En conclusion, la lecture dépend d'un ensemble de processus mentaux spécifiques, automatiques et inconscients, qui s'élaborent progressivement sur la base de l'utilisation du décodage grapho-phonologique qui est conscient, intentionnel et contrôlé. L'apprentissage du code est nécessaire, et ceci dès le début du CP. Il est central dans le développement des processus d'identification de mots écrits. Toutefois, d'autres connaissances langagières entrent en jeu dans l'apprentissage de l'écrit, avant et au cours de l'instruction. Par ailleurs, la prise en compte des différences interindividuelles précoces importantes laisse entrevoir la délicate mission dont les enseignants sont investis.

Enfin, compte tenu du caractère transversal de l'activité lexique, l'une des remédiations prioritaires pour les élèves en difficultés devrait avoir pour cible le développement de la lecture, et en particulier l'automatisation des processus d'identification de mots écrits. Sur ce point, l'utilisation de dispositifs d'aide informatisée semble prometteuse (Magnan, Ecalle, & Veuillet, 2005).
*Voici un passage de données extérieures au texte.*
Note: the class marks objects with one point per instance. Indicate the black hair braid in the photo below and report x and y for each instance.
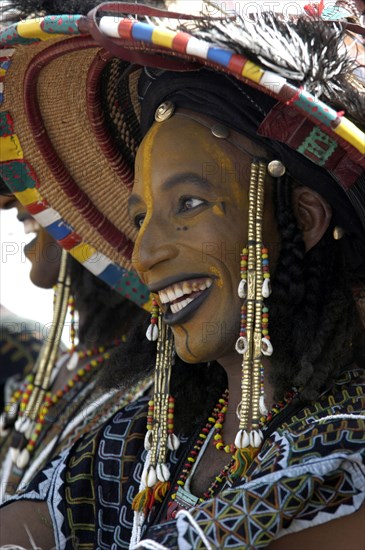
(312, 310)
(288, 283)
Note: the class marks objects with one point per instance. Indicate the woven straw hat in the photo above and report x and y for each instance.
(69, 115)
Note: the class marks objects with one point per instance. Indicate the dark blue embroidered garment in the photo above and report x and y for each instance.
(310, 470)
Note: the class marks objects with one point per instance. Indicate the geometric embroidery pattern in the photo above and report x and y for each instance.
(309, 470)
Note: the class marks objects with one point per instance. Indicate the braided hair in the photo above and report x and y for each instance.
(314, 320)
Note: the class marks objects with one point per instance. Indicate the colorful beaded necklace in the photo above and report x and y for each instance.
(180, 498)
(24, 442)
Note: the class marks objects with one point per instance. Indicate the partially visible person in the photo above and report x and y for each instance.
(20, 343)
(71, 403)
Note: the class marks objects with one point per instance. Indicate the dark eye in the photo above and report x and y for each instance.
(138, 220)
(188, 203)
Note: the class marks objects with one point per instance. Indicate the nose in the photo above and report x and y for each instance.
(154, 245)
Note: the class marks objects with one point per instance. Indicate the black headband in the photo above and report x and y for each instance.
(243, 109)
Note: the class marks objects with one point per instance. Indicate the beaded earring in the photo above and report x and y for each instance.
(254, 339)
(160, 435)
(152, 331)
(34, 394)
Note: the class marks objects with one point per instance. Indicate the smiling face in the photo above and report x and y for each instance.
(190, 202)
(43, 251)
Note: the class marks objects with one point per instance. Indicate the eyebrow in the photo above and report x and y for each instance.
(174, 181)
(187, 177)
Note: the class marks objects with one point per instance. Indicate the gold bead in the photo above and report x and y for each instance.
(338, 233)
(164, 111)
(276, 168)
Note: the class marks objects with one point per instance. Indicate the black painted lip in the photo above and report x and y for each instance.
(164, 283)
(24, 216)
(188, 311)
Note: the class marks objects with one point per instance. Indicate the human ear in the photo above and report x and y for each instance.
(313, 214)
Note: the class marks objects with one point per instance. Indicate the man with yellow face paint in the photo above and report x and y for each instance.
(247, 214)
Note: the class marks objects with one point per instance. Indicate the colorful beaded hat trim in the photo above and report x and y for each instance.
(21, 178)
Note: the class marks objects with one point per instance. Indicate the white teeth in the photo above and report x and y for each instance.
(178, 290)
(170, 293)
(31, 226)
(163, 297)
(187, 288)
(180, 305)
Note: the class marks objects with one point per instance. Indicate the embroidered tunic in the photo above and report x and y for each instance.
(310, 470)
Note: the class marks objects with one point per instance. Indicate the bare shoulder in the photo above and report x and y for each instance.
(347, 533)
(24, 519)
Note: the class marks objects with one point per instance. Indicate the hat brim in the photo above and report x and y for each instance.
(56, 152)
(75, 181)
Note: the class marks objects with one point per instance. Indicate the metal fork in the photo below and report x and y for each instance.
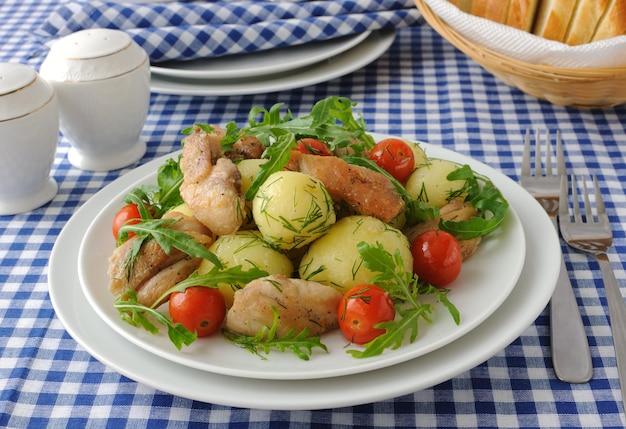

Références (francophones restreintes)

  • Dessus P., & Gentaz E. (2006), Apprentissage et enseignement. Sciences cognitives et éducation, Paris : Dunod.
  • Ecalle J., & Magnan A. (2002), L'apprentissage de la lecture. Fonctionnement et développement cognitifs, Paris : A. Colin.
  • Ecalle J., & Magnan A. (2006), " Des difficultés en lecture à la dyslexie : problèmes d'évaluation et de diagnostic ", in Glossa, 97, 4-19.
  • Ecalle J., & Magnan A. (2007), " Sensibilité phonologique et apprentissage de la lecture ", in Rééducation orthophonique, 229, 61-74.
  • Ecalle J., Magnan A., & Ramus F. (2007), " L'apprentissage de la lecture et ses troubles ", in Ionescu S. & Blanchet A. (dir.), Nouveau cours de psychologie. Psychologie du développement et de l'éducation (volume coordonné par Lautrey J.), Paris : PUF, 229-275,
  • Fluss J., Ziegler, Ecalle J, Magnan A.,Warszawski J., Ducot B., Richard G., Billard C. (sous presse), " Prévalence des troubles d'apprentissages du langage écrit en début de scolarité : l'impact du milieu socioéconomique au travers de trois zones d'éducations distinctes ", in Archives de Pédiatrie.
  • Gombert J.-E., Colé P., Fayol M., Goigoux R., Mousty P., & Valdois S. (2000), Enseigner la lecture au cycle 2, Paris : Nathan.
  • Magnan A., Ecalle J., & Veuillet E. (2005), " Habiletés phonologiques, identification de mots écrits et déficits auditifs perceptifs chez les enfants dyslexiques : effet d'un entraînement audio-visuel ", in Revue Française de Pédagogie, 152, 29-39.
  • ONL (2004), L'évolution de l'enseignement de la lecture en France depuis dix ans. Actes des "Journées de l'Observatoire", Diffusion ONL.
  • ONL (2005),Les troubles de l'apprentissage de la lecture, Diffusion ONL.